To solve the exercise, you need to create an 8x8 grid (a 2D list) and fill it with alternating 0s and 1s to form a checkerboard pattern.
Instead of two colors, use four colors repeating. Use (row + col) % 4 to choose from an array of colors.
for row in range(rows): for col in range(cols): # Draw square here Use code with caution. 2. Alternating Logic (The Core of V2)
CodeHS exercise 9.1.7 Checkerboard V2 requires students to generate an 8x8 2D list, using nested loops and the modulus operator to create an alternating pattern. The core logic involves evaluating (row + col) % 2 to determine if a cell receives a 0 or 1, a key differentiator from the simpler, row-based V1 assignment. Read user discussions on the solution at Reddit .
What of CodeHS are you using? (Python Tracy, Python Graphics, or JavaScript?) 9.1.7 Checkerboard V2 Codehs
row_1 = [] for i in range(8): # Even index (0, 2, 4, 6) -> 0, Odd index (1, 3, 5, 7) -> 1 if i % 2 == 0: row_1.append(0) else: row_1.append(1) my_grid.append(row_1) # Add the row to the board
If you’re working through the CodeHS Java (or JavaScript) Graphics track, you’ve probably reached . This is a classic “level-up” from the basic checkerboard challenge. It’s designed to test your understanding of nested loops, conditional logic, and coordinate math.
Do your specific CodeHS autograder instructions require (like "black" / "white" ) or integers ( 0 / 1 )?

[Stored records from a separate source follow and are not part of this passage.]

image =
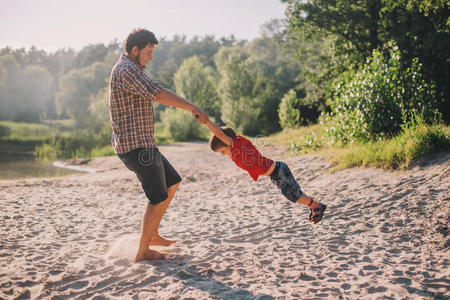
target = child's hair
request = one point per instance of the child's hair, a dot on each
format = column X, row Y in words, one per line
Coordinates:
column 215, row 143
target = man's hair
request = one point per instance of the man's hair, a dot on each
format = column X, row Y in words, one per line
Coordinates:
column 215, row 143
column 139, row 37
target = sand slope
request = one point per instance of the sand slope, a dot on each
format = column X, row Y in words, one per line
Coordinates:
column 384, row 236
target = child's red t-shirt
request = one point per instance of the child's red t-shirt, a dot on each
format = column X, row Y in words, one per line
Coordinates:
column 247, row 157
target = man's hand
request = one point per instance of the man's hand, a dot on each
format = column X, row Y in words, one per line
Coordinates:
column 200, row 115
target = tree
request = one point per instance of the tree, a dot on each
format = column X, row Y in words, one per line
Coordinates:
column 197, row 82
column 420, row 28
column 25, row 92
column 76, row 89
column 253, row 79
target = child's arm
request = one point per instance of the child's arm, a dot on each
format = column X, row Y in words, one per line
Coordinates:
column 219, row 133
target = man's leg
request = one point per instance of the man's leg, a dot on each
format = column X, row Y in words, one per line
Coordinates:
column 150, row 223
column 157, row 240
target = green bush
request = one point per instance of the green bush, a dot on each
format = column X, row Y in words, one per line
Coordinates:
column 288, row 111
column 4, row 131
column 181, row 125
column 82, row 143
column 412, row 145
column 377, row 99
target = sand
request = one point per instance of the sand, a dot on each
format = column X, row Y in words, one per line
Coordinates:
column 384, row 234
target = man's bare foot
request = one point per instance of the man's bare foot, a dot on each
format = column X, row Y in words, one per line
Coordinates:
column 149, row 255
column 159, row 241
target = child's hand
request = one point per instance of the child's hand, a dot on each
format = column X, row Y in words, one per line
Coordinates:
column 202, row 119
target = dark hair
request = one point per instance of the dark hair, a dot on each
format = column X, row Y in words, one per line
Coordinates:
column 215, row 143
column 139, row 37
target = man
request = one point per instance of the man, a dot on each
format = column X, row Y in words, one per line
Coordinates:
column 132, row 120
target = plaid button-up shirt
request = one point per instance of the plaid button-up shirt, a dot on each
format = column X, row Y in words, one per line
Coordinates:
column 130, row 106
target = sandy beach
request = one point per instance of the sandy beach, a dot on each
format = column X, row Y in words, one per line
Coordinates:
column 384, row 234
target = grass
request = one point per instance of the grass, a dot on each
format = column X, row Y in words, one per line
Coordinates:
column 58, row 140
column 413, row 145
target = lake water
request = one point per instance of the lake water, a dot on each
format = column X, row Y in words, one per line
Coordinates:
column 17, row 160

: This is the most efficient way to determine if a row or column index is even or odd. For a checkerboard, a cell (row, col) usually contains a 1 if the sum of its indices (row + col) is even, and a 0 otherwise. To solve the exercise, you need to create
The iterates through the columns of the current row. 3. Apply the Modulo Condition
Here is the correct Python code using the Turtle module to solve this problem.

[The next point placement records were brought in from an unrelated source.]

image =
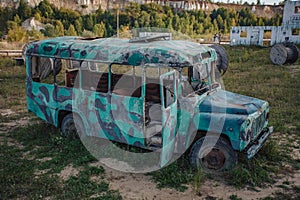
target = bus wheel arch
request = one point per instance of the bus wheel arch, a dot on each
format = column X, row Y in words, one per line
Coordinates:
column 212, row 154
column 69, row 128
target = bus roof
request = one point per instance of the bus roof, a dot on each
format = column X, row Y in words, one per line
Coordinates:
column 174, row 53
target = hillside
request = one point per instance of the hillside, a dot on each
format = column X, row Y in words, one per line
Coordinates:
column 88, row 6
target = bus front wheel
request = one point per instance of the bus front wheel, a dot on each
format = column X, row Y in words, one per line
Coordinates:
column 212, row 154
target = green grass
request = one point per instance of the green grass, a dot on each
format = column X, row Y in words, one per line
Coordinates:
column 37, row 141
column 250, row 73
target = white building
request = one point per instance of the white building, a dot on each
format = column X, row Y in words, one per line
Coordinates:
column 260, row 35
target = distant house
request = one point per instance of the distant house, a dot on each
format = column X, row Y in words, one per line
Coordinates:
column 289, row 31
column 32, row 24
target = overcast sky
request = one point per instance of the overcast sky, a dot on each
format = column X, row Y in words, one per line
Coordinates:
column 266, row 2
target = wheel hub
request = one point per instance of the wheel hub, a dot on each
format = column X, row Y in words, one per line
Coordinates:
column 215, row 159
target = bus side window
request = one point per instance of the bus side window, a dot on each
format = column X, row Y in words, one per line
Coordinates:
column 68, row 72
column 41, row 69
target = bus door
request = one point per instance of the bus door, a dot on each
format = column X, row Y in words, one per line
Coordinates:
column 168, row 92
column 40, row 88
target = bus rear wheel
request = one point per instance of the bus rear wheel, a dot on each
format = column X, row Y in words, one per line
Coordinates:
column 212, row 154
column 72, row 126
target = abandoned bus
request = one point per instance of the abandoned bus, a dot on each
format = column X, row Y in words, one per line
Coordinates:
column 151, row 93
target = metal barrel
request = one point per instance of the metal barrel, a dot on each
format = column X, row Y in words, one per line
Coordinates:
column 286, row 53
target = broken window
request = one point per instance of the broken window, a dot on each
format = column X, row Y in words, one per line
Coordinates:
column 68, row 72
column 244, row 34
column 41, row 69
column 296, row 31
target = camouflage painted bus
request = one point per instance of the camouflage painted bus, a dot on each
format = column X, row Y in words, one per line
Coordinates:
column 149, row 92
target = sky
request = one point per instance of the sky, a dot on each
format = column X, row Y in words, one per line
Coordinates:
column 266, row 2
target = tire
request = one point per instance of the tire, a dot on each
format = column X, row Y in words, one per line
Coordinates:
column 212, row 156
column 68, row 127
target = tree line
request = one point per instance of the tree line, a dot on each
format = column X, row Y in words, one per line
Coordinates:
column 103, row 23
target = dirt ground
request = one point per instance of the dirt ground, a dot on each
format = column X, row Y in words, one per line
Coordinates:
column 140, row 186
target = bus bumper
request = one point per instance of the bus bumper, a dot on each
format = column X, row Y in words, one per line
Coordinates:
column 258, row 143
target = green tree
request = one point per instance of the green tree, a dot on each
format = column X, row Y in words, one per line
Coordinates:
column 71, row 31
column 49, row 31
column 37, row 16
column 24, row 10
column 78, row 26
column 34, row 34
column 17, row 34
column 99, row 29
column 17, row 20
column 59, row 28
column 45, row 8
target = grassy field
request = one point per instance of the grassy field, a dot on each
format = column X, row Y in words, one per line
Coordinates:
column 34, row 155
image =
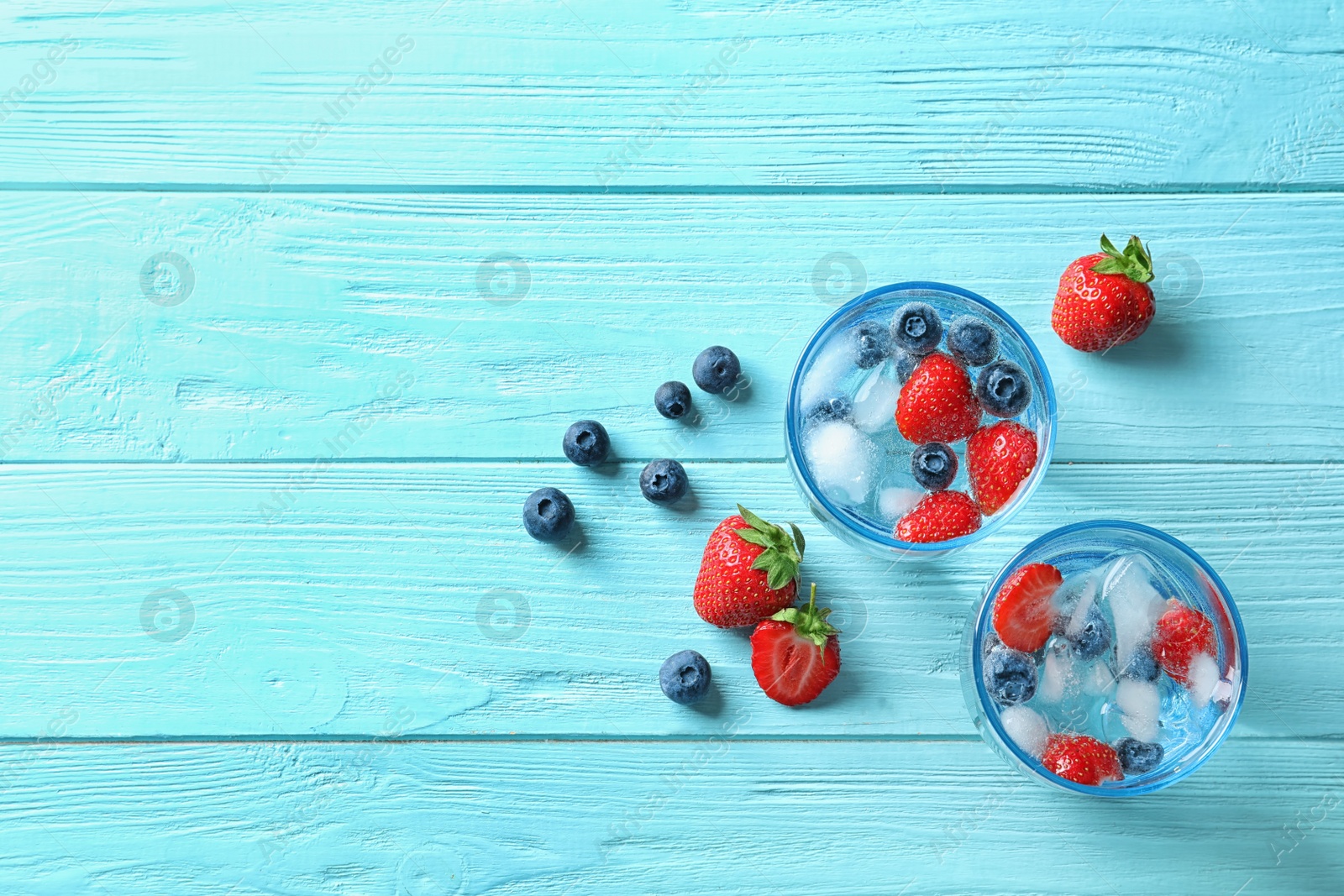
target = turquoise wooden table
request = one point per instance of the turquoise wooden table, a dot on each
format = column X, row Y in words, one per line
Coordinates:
column 300, row 297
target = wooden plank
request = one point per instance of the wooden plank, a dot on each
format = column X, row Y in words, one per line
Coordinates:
column 366, row 327
column 604, row 94
column 707, row 815
column 144, row 600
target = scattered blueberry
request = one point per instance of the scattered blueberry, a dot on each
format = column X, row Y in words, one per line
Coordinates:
column 586, row 443
column 871, row 343
column 663, row 481
column 672, row 399
column 1137, row 757
column 548, row 515
column 685, row 678
column 917, row 328
column 1142, row 667
column 1092, row 638
column 933, row 465
column 906, row 363
column 835, row 407
column 716, row 369
column 1010, row 676
column 1003, row 389
column 972, row 342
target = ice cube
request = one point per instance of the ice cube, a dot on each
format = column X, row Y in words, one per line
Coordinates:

Some versions of this exercise require you to start with a board of all s and use a nested loop to set specific indices to . In this case: Iterate through each row and each column (i + j) % 2 != 0 board[i][j] = 1 Example Python Solution
You can now combine this logic into a single, powerful line of code using a list comprehension, which will build the full board in one concise expression: for row in range(rows): for col in range(cols):
This approach ensures that adjacent squares have different colors, resulting in the characteristic checkerboard pattern.
A 2D array is essentially an array of arrays. In Java or JavaScript (the primary languages used in CodeHS), the first index typically represents the row , and the second index represents the column .
) is even or odd. If the sum is even, use Color A; if odd, use Color B. Step-by-Step Implementation 1. Define Constants
Using the % (remainder) operator to determine when a square should be color A versus color B.